Acetaminophen is a common over-the-counter pain relief drug, the antidote for which is is N-acetylcysteine, while Flumazenil is the antidote for benzodiazepines, a commonly prescribed class of drugs, according to the Merck Manual. Drugs and chemical contaminants can sometimes be treated by the appropriate antidote when they have reached levels in the body sufficient to cause toxicity.

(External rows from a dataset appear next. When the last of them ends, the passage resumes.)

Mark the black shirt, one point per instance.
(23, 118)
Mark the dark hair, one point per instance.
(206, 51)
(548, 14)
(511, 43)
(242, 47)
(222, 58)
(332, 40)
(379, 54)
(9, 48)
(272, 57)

It is usually necessary to receive a clinical diagnosis to determine the cause of poisoning, and not all drugs and contaminants have corresponding antidotes, the Merck Manual warns. Accidental poisoning happens most commonly amongst children; however, another common cause of poisoning is mixing recreational substances with medication, such as alcohol and acetaminophen. On rare occasions, drugs are used in acts of intentional poisoning. Drugs that typically are used to inflict intentional harm include sedatives or memory disrupting drugs such as benzodiazepines.
Some other drugs with specific antidotes include anticholinergic medications, which are used for treating asthma and spasmodic disorders. The antidote for this class of medications is physostigimine. Beta blockers, which are prescribed for hypertension and anxiety, have the specific antidote glucagon. The opiod drug class can be treated with the antidote naloxone, and Warfarin antidotes include vitamin K and prothrombin complex concentrate.